Medical lung diseases
The medical lung diseases are a huge topic. Most pathologists have little to do with 'em. They are the domain of respirology. An introduction to lung pathology is in the lung article, along with a general approach. Interstitial lung disease is dealt with in the diffuse lung diseases article.

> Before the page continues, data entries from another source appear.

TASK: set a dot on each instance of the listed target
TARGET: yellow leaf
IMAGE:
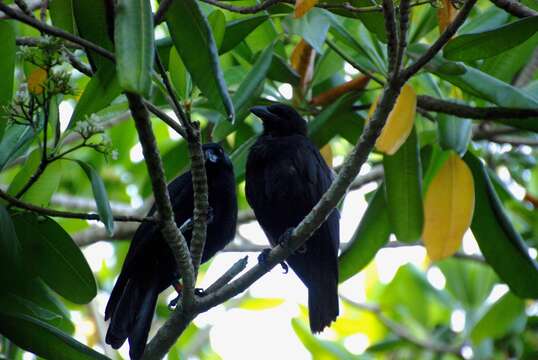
(446, 14)
(303, 6)
(327, 154)
(448, 208)
(36, 80)
(399, 122)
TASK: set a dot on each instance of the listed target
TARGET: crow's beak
(263, 113)
(211, 156)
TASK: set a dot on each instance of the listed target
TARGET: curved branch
(490, 113)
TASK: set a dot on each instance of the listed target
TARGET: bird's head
(280, 120)
(215, 157)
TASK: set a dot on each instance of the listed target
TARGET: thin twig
(13, 201)
(464, 111)
(440, 42)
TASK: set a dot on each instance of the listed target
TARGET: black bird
(285, 177)
(150, 267)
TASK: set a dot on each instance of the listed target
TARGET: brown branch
(514, 8)
(169, 230)
(440, 42)
(464, 111)
(66, 214)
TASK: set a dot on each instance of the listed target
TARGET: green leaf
(46, 185)
(98, 94)
(403, 183)
(199, 52)
(133, 36)
(281, 71)
(237, 30)
(178, 74)
(61, 14)
(329, 121)
(93, 21)
(217, 21)
(313, 27)
(499, 319)
(469, 282)
(15, 142)
(248, 91)
(7, 67)
(50, 253)
(454, 134)
(42, 339)
(100, 195)
(501, 245)
(10, 249)
(485, 44)
(239, 158)
(372, 233)
(320, 349)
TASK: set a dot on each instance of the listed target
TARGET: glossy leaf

Acute infectious pneumonia
General
- This is seen by pathologists, in autopsy, from time-to-time.
Most common cause:
- Streptococcus pneumoniae.[1]
The top three community acquired (acute) pneumonia:[2]
- Streptococcuc pneumonia.
- Haemophilus influenzae.
- Moraxella catarrhalis.
Other community acquired pneumonia:[1]
- S. aureus.
- Legionaella pneumophila.
- Klebsiella pneumoniae.
- Pseudomonas.
Hospital-acquired pneumonia:[1]
- Gram-negative rods.
- Staphylococcus aureus.
Radiologic correlate
- Air space disease.
Gross pathology
- Consolidation (the lung parenchyma is firm) - best appreciated by running a finger over the cut surface of the lung with a small-to-moderate amount of pressure.
Microscopy
Features:
- Alveoli packed with PMNs.
- +/-Clusters of bacteria - small dots or rods.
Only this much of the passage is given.